We know we need to formulate this into something that looks like \frac{dF}{dt}, so we need to get rid of the partial derivatives. To do that, we’ll try finding a derivative of L (since that’s about the only thing in our equation we have to go on):

\frac{dL}{dt} = \frac{\partial L}{\partial x} \dot{x} + \frac{\partial L}{\partial \dot{x}} \ddot{x} + \frac{\partial L}{\partial t}

But remember the first and third terms are 0 here as well. Then we can combine these two equations to get:

\delta L = \frac{dL}{dt}\delta t

We now know F=L\delta t, so we can finally use Noether’s theorem. In this case, our only coordinate is x, so we have:

Q = p_x \delta x - L\delta t

We’ll find \delta x like we did \delta \dot{x}, x(t + \delta t) = x + \dot{x}\delta t, which means \delta x = \dot{x}\delta t.

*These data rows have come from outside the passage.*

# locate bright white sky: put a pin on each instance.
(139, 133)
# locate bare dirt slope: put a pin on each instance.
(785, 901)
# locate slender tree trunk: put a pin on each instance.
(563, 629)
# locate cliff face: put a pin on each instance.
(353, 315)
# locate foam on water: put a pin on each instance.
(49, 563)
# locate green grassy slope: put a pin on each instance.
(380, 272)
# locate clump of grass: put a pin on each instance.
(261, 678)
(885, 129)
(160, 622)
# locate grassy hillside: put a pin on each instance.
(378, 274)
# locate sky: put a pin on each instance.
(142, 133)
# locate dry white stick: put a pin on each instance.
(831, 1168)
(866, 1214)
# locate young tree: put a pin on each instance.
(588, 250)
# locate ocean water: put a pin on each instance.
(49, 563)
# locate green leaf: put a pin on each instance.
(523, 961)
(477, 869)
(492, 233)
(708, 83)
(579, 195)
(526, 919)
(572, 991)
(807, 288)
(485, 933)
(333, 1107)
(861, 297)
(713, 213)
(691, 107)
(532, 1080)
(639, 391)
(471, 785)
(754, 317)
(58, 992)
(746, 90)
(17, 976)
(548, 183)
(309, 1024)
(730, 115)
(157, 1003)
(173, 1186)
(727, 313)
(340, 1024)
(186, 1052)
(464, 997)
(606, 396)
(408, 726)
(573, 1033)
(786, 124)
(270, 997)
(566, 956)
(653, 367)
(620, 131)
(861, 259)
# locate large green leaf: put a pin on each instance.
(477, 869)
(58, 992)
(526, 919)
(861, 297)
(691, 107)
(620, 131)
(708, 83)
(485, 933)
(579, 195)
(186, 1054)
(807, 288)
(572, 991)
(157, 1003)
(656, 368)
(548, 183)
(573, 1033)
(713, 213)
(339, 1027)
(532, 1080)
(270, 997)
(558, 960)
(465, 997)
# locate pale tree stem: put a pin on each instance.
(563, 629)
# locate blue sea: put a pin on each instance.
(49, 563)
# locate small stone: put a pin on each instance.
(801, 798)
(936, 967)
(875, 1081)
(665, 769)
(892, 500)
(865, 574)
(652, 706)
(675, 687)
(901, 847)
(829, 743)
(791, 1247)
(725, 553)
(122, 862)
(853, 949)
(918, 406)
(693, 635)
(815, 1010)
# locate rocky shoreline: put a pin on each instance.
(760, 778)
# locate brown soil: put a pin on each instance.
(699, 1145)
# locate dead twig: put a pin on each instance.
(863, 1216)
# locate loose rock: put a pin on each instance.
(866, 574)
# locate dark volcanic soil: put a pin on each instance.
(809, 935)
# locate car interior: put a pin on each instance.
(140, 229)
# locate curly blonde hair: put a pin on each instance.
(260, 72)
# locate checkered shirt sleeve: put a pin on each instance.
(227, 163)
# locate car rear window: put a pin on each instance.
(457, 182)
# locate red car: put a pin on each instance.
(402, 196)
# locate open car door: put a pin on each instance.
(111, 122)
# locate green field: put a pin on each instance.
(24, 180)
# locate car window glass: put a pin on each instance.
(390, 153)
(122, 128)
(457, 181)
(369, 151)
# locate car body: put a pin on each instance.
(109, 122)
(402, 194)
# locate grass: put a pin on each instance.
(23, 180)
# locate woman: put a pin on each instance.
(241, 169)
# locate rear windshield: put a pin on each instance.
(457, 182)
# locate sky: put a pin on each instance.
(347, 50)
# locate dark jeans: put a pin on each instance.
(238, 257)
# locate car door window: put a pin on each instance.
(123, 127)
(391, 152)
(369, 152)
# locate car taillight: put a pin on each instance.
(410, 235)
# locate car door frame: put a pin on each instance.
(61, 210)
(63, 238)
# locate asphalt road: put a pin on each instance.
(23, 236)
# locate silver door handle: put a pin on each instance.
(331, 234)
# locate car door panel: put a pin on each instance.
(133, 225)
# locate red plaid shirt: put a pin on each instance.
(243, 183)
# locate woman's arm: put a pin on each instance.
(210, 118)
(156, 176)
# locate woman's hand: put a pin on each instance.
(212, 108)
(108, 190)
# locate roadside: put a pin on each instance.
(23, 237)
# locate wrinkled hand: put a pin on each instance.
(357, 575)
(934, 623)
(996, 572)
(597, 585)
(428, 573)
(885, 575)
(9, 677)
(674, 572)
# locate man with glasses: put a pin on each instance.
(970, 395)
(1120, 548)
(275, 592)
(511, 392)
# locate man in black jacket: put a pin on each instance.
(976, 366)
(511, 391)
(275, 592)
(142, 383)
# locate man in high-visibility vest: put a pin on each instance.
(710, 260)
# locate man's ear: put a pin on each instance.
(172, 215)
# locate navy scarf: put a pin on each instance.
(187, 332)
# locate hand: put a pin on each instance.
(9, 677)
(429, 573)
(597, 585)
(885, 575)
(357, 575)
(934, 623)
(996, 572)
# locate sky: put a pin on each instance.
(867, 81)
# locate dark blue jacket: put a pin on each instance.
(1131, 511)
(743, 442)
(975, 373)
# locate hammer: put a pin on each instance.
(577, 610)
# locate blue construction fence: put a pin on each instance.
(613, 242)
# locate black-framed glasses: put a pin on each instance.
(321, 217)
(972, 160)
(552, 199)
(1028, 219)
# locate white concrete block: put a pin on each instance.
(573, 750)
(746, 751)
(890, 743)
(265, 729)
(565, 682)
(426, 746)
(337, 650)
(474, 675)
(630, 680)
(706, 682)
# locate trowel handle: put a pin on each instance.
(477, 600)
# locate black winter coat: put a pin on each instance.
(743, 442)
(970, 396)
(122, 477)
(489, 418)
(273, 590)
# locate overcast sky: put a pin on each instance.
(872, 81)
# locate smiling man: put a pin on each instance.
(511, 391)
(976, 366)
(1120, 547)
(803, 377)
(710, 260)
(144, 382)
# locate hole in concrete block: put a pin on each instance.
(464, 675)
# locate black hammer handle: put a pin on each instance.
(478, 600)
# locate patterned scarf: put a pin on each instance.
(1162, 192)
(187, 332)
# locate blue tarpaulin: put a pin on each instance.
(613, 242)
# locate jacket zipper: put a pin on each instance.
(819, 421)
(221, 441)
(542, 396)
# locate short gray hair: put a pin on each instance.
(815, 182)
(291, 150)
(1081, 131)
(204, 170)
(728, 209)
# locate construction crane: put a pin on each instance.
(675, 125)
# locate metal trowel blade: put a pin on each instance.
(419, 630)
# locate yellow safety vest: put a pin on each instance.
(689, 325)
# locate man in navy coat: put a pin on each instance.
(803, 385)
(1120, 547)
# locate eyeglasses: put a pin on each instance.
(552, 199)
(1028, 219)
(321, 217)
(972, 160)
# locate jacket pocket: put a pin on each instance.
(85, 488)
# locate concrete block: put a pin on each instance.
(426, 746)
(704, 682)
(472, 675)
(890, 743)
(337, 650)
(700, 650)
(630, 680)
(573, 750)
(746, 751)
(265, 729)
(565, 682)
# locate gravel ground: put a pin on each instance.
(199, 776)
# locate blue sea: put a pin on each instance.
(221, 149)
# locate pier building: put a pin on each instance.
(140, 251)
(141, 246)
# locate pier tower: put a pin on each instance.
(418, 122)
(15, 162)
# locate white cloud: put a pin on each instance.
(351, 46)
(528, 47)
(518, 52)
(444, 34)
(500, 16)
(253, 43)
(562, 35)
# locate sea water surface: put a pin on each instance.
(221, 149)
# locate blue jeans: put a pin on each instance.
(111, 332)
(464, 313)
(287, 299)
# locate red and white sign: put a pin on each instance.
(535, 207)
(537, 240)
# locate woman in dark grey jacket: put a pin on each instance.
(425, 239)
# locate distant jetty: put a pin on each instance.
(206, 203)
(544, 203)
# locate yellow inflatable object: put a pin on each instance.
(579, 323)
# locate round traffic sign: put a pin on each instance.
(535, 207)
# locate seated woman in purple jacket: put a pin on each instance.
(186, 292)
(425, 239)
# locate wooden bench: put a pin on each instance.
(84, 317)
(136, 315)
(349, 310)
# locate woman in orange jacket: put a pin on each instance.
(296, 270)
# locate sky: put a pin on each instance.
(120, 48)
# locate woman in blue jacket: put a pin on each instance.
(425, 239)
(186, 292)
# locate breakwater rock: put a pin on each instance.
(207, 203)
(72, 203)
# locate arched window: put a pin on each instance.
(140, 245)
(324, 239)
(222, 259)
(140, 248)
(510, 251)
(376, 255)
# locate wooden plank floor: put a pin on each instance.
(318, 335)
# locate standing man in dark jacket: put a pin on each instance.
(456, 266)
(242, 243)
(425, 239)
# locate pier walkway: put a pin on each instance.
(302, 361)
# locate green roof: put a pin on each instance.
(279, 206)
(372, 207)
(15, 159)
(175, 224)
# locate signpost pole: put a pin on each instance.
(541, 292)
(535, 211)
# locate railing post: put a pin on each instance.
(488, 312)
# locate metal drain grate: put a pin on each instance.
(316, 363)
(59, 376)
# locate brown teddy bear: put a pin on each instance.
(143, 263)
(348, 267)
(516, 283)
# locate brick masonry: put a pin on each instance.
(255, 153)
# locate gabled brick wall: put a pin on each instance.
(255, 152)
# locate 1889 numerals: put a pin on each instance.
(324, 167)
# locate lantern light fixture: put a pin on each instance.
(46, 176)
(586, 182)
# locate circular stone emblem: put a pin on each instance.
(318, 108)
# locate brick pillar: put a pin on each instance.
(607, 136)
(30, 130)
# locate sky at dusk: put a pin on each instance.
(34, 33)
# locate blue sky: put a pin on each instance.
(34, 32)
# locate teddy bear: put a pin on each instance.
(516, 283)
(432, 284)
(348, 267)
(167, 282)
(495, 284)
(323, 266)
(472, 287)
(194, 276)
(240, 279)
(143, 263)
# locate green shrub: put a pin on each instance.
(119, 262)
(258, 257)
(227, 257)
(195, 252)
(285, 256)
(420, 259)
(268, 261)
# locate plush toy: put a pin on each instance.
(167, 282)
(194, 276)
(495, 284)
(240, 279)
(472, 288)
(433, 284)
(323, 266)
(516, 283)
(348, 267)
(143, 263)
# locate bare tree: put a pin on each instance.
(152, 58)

We also know that p_x = \frac{\partial L}{\partial \dot{x}}. We then have:

Q = \frac{\partial L}{\partial \dot{x}} \delta x - L\delta t = \frac{m\dot{x}}{\sqrt{1-\frac{\dot{x}^2}{c^2}}}\dot{x}\delta t + mc^2 \sqrt{1-\frac{\dot{x}}{c^2}}\delta t = \frac{mc^2}{\sqrt{1-\frac{\dot{x}^2}{c^2}}}\delta t

We normally call the term 1/\sqrt{1-\frac{\dot{x}^2}{c^2}} the Lorentz factor \gamma.

Einstein defined this conserved value to be the energy Q=E, so we now have

Q = E = \gamma mc^2

And if the velocity of the particle is small, then \gamma is just about 1 and we have

E=mc^2

Going Further

We squinted enough and said that \gamma at low speeds was 1, but technically speaking you would usually want to do a Taylor series expansion on \gamma and then keep the first few terms. That would let us find the Newtonian equation for kinetic energy as well: E = mc^2 + m\dot{x}^2/2.